6 a.m.: Wake up. Wash face, brush teeth, make up, dress.
7 a.m.: Out the door. Drive 30 minutes to first appointment.
7:35 a.m.: Interview with student and her mom.
8 a.m.: In the office. Finish writing the story with the student/mom interview and write up the meeting from last night.
9 a.m.: Print out three stories that haven’t been proofed to copy edit.

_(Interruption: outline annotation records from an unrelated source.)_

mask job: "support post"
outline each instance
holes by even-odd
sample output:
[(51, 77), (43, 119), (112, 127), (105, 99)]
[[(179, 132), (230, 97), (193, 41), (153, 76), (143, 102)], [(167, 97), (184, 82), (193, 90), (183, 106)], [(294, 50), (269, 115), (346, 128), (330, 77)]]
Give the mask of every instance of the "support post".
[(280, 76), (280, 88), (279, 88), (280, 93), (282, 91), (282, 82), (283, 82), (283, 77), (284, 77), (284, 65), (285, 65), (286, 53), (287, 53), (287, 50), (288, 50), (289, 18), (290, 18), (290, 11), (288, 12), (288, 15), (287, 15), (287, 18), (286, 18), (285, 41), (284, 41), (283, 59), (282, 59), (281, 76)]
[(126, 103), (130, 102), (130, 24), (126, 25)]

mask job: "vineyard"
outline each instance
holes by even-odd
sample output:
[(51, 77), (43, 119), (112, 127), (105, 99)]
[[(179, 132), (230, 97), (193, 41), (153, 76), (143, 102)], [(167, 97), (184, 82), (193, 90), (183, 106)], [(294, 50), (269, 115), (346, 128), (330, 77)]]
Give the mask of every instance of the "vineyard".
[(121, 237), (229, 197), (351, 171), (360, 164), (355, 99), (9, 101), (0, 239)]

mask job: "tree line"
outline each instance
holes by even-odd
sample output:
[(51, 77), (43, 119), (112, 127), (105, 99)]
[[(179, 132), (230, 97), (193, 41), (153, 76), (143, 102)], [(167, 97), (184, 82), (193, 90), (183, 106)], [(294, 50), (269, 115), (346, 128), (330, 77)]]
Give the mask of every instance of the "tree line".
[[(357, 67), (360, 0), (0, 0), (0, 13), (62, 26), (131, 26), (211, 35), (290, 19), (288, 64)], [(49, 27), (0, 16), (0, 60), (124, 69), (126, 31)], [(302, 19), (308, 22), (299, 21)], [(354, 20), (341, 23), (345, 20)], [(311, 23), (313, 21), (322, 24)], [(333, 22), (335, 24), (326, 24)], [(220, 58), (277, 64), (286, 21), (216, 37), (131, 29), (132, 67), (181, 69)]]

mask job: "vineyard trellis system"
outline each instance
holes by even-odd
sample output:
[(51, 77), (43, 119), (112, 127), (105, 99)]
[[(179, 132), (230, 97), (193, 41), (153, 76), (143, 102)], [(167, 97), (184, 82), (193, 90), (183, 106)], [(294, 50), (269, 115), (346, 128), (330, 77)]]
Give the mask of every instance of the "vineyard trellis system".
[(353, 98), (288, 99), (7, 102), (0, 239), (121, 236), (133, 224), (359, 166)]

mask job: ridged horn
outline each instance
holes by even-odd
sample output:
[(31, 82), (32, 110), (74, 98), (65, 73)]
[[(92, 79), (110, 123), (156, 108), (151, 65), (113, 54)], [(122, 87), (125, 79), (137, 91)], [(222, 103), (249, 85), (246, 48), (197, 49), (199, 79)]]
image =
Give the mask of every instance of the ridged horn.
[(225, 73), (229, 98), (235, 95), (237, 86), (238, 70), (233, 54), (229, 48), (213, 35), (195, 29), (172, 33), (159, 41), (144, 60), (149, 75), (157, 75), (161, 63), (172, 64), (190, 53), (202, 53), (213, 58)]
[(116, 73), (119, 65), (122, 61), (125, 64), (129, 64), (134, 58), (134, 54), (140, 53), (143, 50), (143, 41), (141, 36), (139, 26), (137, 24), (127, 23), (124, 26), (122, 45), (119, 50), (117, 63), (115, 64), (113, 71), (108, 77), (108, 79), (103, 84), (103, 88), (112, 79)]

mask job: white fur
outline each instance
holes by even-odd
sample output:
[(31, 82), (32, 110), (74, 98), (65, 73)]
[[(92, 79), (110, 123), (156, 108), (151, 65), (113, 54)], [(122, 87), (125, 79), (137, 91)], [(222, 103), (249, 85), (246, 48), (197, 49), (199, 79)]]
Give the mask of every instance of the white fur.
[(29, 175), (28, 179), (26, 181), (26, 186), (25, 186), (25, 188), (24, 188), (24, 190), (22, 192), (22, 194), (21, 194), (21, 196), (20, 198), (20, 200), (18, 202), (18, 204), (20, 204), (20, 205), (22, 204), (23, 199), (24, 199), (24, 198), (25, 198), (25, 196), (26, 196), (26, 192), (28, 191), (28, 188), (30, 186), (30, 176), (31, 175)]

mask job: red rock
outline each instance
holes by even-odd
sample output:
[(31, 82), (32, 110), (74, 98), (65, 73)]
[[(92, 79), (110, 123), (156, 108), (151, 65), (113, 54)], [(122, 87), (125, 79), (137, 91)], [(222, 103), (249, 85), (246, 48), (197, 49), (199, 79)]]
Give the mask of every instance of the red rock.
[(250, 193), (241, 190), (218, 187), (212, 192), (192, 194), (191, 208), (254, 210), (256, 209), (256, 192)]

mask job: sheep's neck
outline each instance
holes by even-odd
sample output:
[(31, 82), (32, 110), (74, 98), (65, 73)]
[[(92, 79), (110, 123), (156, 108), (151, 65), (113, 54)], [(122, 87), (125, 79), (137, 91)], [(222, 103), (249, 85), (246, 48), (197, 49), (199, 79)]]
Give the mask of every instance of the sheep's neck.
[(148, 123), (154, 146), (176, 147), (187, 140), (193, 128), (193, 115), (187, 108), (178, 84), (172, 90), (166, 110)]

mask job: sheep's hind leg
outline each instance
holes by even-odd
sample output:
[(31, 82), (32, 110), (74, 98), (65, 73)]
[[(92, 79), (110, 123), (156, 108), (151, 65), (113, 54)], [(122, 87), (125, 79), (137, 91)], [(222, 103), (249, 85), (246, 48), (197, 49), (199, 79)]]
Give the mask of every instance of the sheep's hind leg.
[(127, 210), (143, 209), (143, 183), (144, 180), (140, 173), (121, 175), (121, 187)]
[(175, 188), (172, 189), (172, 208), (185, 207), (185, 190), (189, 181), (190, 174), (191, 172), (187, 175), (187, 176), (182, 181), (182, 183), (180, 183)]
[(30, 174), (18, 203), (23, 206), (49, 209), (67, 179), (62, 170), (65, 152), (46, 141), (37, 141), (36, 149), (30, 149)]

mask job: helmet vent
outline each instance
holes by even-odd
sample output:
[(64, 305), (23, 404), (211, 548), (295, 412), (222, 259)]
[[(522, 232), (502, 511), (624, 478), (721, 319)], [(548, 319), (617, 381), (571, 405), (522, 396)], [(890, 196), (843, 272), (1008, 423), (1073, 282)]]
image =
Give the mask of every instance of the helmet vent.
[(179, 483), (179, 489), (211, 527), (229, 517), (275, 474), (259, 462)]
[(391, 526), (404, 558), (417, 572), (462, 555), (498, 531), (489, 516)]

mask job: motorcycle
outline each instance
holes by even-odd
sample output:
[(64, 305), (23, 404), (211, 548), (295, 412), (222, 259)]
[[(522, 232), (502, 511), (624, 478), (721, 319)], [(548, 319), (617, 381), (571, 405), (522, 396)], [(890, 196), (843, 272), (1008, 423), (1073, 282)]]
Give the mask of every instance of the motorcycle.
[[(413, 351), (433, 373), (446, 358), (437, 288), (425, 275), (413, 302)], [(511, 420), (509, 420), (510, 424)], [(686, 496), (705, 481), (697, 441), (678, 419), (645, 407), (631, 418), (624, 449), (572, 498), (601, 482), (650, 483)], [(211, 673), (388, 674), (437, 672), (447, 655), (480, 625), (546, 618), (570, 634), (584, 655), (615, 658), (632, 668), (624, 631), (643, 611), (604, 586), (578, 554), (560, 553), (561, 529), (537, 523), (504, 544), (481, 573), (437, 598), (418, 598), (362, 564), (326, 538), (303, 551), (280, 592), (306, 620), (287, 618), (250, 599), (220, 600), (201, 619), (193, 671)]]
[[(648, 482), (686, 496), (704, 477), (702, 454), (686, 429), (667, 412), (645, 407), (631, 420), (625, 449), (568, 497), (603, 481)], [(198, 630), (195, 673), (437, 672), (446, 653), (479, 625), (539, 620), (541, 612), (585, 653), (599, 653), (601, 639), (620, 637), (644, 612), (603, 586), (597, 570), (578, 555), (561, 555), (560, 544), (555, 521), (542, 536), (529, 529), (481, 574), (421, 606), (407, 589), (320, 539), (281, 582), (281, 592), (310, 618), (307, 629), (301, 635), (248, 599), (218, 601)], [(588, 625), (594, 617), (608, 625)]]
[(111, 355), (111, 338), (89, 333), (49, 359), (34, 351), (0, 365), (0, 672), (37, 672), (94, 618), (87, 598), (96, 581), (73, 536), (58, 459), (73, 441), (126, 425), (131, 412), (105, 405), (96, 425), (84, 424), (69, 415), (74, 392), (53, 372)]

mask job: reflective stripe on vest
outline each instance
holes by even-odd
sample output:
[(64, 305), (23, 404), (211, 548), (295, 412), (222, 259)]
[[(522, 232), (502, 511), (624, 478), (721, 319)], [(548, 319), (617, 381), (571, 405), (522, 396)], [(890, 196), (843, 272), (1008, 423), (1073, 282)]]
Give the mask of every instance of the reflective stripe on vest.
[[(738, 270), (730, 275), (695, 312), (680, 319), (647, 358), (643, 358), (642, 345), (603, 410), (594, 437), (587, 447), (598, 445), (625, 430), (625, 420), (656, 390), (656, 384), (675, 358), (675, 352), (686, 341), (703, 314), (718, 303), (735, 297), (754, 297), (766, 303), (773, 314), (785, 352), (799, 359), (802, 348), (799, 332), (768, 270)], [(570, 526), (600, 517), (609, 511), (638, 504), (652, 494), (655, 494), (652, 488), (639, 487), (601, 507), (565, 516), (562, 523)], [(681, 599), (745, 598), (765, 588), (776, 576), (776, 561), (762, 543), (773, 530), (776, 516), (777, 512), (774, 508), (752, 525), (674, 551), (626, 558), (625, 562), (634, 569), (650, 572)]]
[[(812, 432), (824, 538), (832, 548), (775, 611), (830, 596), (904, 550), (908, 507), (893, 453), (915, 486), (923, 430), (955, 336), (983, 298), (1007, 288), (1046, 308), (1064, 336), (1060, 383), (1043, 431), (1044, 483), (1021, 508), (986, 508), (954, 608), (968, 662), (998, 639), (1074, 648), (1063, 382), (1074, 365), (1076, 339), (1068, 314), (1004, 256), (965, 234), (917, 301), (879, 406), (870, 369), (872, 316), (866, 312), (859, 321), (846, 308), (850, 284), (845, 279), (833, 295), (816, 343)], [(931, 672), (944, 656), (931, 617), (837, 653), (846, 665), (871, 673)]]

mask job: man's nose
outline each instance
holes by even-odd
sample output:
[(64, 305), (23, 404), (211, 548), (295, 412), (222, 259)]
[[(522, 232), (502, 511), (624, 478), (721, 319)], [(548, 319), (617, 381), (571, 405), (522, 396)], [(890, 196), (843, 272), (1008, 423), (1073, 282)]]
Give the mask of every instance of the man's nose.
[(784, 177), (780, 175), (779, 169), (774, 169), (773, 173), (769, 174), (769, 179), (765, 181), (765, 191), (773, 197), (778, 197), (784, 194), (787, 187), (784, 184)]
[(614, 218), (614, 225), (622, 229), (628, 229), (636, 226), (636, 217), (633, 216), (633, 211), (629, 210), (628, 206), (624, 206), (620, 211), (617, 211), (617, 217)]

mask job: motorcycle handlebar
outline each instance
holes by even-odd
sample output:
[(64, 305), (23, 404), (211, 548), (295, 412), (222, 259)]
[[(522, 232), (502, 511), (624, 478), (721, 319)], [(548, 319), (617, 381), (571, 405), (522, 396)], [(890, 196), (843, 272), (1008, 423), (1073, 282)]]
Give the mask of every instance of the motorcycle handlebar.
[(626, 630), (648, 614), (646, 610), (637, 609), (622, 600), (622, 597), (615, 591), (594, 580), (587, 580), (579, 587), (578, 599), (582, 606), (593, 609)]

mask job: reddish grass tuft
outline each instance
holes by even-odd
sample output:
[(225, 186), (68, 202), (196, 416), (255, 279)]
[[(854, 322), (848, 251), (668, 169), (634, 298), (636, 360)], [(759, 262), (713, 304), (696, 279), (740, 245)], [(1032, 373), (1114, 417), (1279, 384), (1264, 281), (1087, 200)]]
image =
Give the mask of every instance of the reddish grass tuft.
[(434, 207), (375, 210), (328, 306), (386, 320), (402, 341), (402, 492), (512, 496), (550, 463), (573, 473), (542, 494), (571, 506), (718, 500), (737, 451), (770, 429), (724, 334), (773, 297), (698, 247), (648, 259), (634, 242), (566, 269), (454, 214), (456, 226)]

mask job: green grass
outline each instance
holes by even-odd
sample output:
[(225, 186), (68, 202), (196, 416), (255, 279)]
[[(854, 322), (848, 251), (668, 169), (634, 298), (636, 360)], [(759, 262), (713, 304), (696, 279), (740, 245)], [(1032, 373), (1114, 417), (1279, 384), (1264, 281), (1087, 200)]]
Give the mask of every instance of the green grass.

Reporter arrives.
9:15 a.m.: Proof reporter’s stories.
9:30 a.m. to 6 p.m.: Paginate newspaper.
6 to 7 p.m.: Proof pages.
7 to 7:30 p.m.: PDF pages, proof them one more time and send them to the press.
8 p.m.: Home.
8:04 p.m.: Walk the dog with the Professor.
9:12 p.m.: Home again. Watch a bit of TV or read a bit before getting ready for bed.
10 p.m.: Bed.

7:17 a.m.: Wake up. Shower. Blow dry and flat iron hair. Eat breakfast. Brush teeth. Make up. Get dressed.
8:30 a.m.: Off to work.
9 a.m.: At work. Check emails that I ignored Monday and Tuesday.
9:30 a.m.: Put up the eEdition of the paper.
9:47 a.m.: Put up the website and get later updates ready to go.
10:14 a.m.: Sigh of relief that busiest part of week is over.
10:15 a.m.: Talk with reporter about what we’ve got going on for the week. Assign stories as needed.
10:40 a.m.: Look at what other newspapers had. Curse if we’ve been scooped. Laugh maniacally if we scooped them.
11:40 a.m.: Go over the other newspapers in the company with reporter. Point out good and bad design. Eat lunch while doing it.
noon to 1 p.m.: Cover the office while office manager is out. Help customers. Take ads. Etc.
1 p.m.: Lay out monthly publication.
4 p.m.: Proof, PDF, send to press.
5 p.m.: Quitting time!
Then, I’m meeting a friend for (vegetarian) sushi! Yum.

This Thursday, I’m taking the morning off because of how much I worked Monday and Tuesday. In the afternoon, I’ll write and I’ve got an event to cover.

It’s Good Friday! I’ll go to church, and then we’re heading to my parents’ house.

There’s not a lot of time in there for self-care, but on days I feel bad, I try to make time for myself. On the weekends, I usually take it easy, though I do cover weekend events, too. It’s a busy life I chose, and it’s often not compatible with taking good care of myself. But I love it, and that keeps me going.